Anni fa intervistai una coppia di anziani signori dell’astigiano che avevano rischiato la vita nascondendo una famiglia di ebrei alla ferocia nazi-fascista durante la seconda guerra mondiale. Chiesi loro: ma chi ve l’ha fatto fare? Posso chiederlo anche a lei?

“Vede, io sono uno di quei figli di quella primavera di giovani che è sbocciata in Calabria negli anni ’70 –’80. Ho avuto come maestri di pensiero personalità come Peppino Loverato, sindaco di Rosarno. Spesso mi raccontava di quella sera negli anni ’80, quando era a cena a “La Pergola” a festeggiare una vittoria del Pci assieme al suo amico e segretario del partito, Giuseppe Valarioti. Ad un certo punto hanno sentito dei colpi e lui si è ritrovato col cadavere del suo amico tra le braccia. Io vengo da una terra da dove la gente fugge per cercare un posto migliore. Un lavoro. Un pezzo di terra, che non sia proprietà di un latifondista. Una terra in cui bisogna scegliere da che parte stare: se dalla parte del popolo o dalla parte dei potenti. 

Come le è venuto in mente di creare il modello Riace? 

“Non è venuto in mente a me. Tutto cominciò nel 1998 quando il vento spinse un barcone, con 200 Curdi, sulle nostre spiagge. Fu spontaneo accogliere i naufraghi, come è tradizione per la gente di mare. Grazie allora nostro Vescovo, Giancarlo Maria Bregantini, vennero ospitati nella Casa del Pellegrino. Iniziammo a conoscerci e capimmo che era gente, uomini come noi, che fuggivano dalla guerra e dalle persecuzioni: la loro terra non esisteva più. Strappata a Nord dalla Turchia ed a sud dall’Iraq. Uno di loro, Hassam, mi disse che loro erano un popolo senza casa e noi avevamo le case senza popolo. Ed era vero.
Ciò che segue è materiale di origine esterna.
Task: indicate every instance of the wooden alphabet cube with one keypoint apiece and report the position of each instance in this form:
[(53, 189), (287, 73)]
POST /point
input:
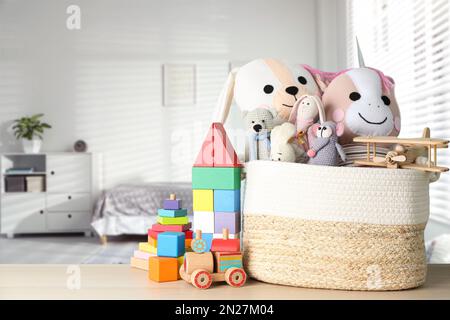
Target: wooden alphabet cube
[(162, 269), (175, 228), (203, 200), (170, 204), (227, 260), (204, 221), (229, 220), (172, 213), (227, 201), (147, 247), (216, 178), (171, 244), (172, 221), (208, 237)]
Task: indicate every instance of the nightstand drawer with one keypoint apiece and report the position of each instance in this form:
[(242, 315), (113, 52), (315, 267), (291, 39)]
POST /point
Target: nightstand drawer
[(69, 202), (68, 221)]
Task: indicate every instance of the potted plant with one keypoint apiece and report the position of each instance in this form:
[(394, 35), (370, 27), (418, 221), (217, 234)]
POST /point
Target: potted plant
[(30, 130)]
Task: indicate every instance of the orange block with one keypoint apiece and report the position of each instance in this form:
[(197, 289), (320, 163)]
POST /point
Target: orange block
[(162, 269), (153, 242)]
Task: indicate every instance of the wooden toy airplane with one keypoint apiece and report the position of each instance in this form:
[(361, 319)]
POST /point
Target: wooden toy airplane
[(406, 152)]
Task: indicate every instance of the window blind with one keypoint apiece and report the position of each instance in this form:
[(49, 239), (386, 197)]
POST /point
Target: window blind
[(409, 40)]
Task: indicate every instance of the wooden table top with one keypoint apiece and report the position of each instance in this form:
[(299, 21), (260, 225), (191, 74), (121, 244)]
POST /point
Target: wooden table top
[(124, 282)]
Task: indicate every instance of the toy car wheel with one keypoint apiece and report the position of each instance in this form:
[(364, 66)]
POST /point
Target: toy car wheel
[(235, 277), (201, 279)]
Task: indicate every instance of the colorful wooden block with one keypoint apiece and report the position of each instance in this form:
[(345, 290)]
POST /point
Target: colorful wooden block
[(171, 244), (172, 221), (153, 234), (139, 263), (147, 247), (153, 241), (172, 213), (162, 269), (172, 203), (226, 244), (230, 236), (204, 221), (216, 178), (229, 220), (205, 157), (143, 255), (208, 237), (175, 228), (227, 200), (227, 260), (203, 200), (224, 154)]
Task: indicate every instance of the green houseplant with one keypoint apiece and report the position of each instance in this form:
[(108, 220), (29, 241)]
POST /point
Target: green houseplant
[(30, 131)]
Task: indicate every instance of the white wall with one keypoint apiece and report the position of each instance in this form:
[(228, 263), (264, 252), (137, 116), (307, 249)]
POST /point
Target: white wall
[(103, 83)]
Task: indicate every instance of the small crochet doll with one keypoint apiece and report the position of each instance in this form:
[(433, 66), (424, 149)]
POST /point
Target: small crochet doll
[(259, 123), (323, 146)]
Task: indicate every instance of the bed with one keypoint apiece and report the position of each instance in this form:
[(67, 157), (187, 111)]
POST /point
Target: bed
[(132, 209)]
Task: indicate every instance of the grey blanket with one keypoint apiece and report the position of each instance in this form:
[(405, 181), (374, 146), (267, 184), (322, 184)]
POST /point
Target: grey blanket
[(141, 200)]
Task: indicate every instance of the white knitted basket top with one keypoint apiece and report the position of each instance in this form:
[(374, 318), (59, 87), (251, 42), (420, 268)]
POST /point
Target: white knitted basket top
[(341, 194)]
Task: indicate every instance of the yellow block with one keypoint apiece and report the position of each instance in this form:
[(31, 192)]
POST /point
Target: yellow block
[(147, 247), (180, 261), (203, 200), (139, 263)]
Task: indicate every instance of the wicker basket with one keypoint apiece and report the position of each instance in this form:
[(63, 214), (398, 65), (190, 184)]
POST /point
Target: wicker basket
[(335, 227)]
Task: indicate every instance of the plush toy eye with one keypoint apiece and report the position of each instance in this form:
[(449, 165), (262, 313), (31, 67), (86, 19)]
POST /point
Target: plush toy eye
[(302, 80), (386, 100), (354, 96), (268, 89)]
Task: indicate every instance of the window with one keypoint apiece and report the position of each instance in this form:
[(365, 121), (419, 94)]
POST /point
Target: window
[(409, 40)]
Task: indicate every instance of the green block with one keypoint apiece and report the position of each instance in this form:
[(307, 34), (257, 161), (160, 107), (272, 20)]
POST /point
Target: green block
[(172, 213), (169, 220), (216, 178)]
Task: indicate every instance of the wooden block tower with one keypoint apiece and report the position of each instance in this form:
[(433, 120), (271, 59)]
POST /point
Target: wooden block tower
[(216, 184)]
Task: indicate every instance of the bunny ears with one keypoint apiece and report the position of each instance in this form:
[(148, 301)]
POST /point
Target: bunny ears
[(318, 103), (225, 98)]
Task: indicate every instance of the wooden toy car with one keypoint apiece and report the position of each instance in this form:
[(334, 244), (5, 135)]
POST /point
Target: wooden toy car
[(198, 269), (408, 153), (203, 268)]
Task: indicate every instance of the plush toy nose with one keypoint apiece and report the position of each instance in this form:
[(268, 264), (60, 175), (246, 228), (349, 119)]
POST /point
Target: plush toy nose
[(292, 90), (257, 127)]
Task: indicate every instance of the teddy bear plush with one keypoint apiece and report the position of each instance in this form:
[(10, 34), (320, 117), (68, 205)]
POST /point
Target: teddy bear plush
[(259, 123), (283, 146), (324, 147)]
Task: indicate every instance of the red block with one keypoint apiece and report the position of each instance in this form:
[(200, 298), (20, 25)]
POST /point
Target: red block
[(153, 233), (226, 245), (175, 227)]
Molte case erano vuote ed i loro abitanti erano in quelle che noi chiamiamo “Riace Altrove”: comunità di Riacesi in giro per il mondo in cerca di una vita migliore. Fu Hassam che inventò il modello Riace, non io. Mi attivai subito con i miei compaesani all’estero. Ricordo che la prima sera non c’era nemmeno l’energia elettrica. Racimolammo tutte le candele del paese e le mettemmo nelle case del borgo. Il sogno iniziò con la tenue luce di una candela nella notte ad illuminare le case non più disabitate di un borgo destinato altrimenti all’abbandono. Accogliemmo migranti da tutte le parti del mondo. Assumemmo 70 mediatori culturali. Riaprimmo, con 14 maestre, l’asilo e le scuole altrimenti destinate alla chiusura. Vennero riaperte botteghe, negozi, laboratori artigiani, fattorie e siccome i fondi statali arrivavano dopo mesi e mesi creammo una moneta apposita che i commercianti di Riace accettavano. C’era uno studio medico gratuito per tutti. L’umanità aveva vinto sulla discriminazione. La felicità aveva vinto sull’odio.”
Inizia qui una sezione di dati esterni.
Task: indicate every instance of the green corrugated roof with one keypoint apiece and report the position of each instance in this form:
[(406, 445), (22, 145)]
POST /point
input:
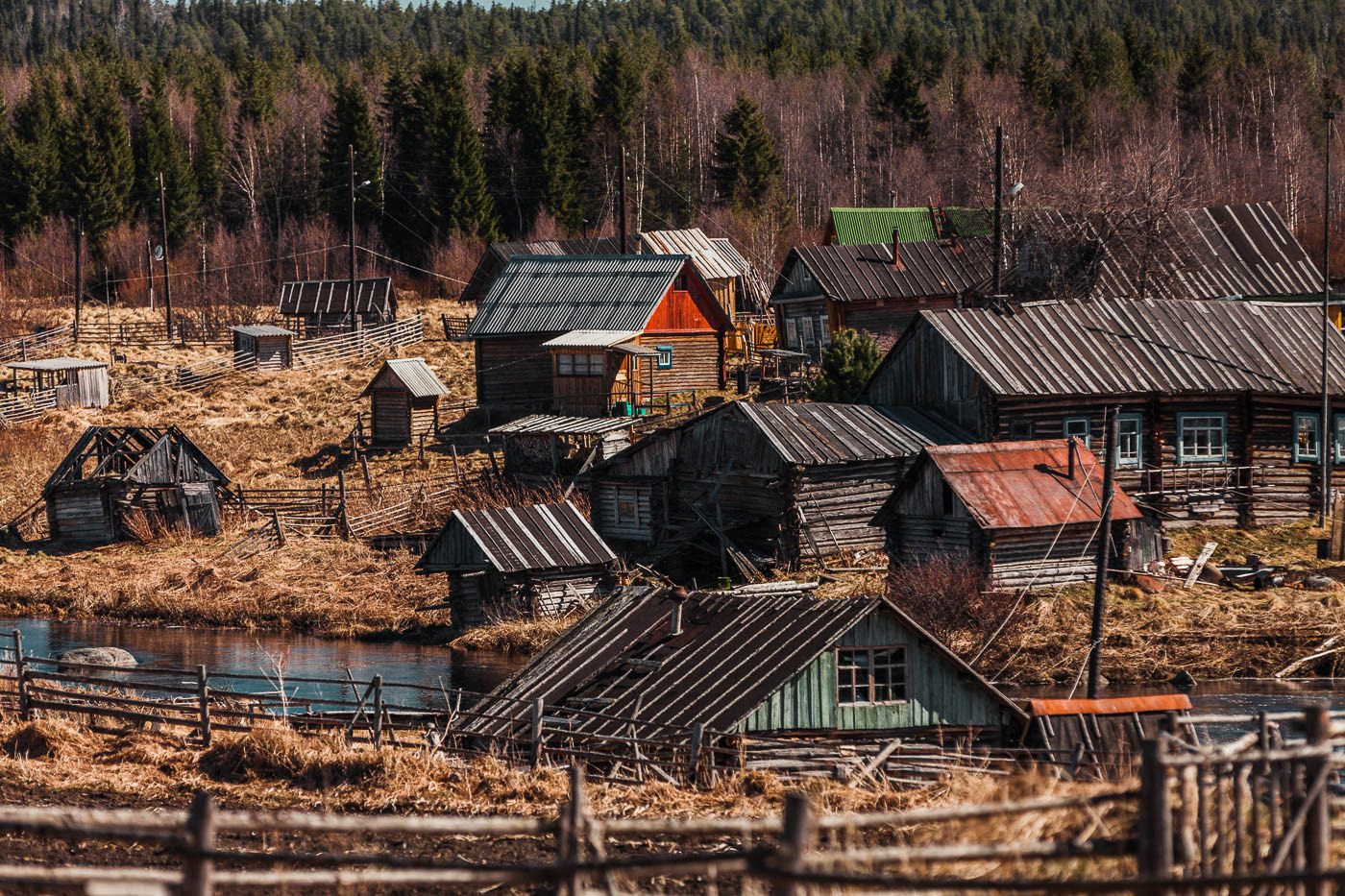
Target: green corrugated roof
[(864, 227)]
C’e’ chi dice che bisogna aiutarli a casa loro…

“Mi passi la battuta, ma li abbiamo già aiutati a sufficienza a casa loro. In passato con il colonialismo, ad esempio. Ora, con le multinazionali che si prendono le loro terre e razziano le loro risorse, spesso con la complicità di governanti sul loro libro paga. Con le aziende occidentali che forniscono le armi con cui vengono ammazzati. Alle volte mi chiedo se basterebbe smettere di rubare a casa loro invece di aiutarli. Non si può più fare il sindaco allo stesso modo quando si parla con gli ultimi del mondo e si comprende cosa sta succedendo. Sono loro i veri protagonisti di questa storia del mondo: quelli che hanno subito sulla loro pelle le ingiustizie di questo sistema economico e politico. Di questa classe politica che è disposta a cavalcare e fomentare ogni tipo di paura per un voto, grondante sangue, in più. Padre Gutierrez dice che la vita è un si o no a Dio: spesso mi chiedo come può un cristiano votare Salvini.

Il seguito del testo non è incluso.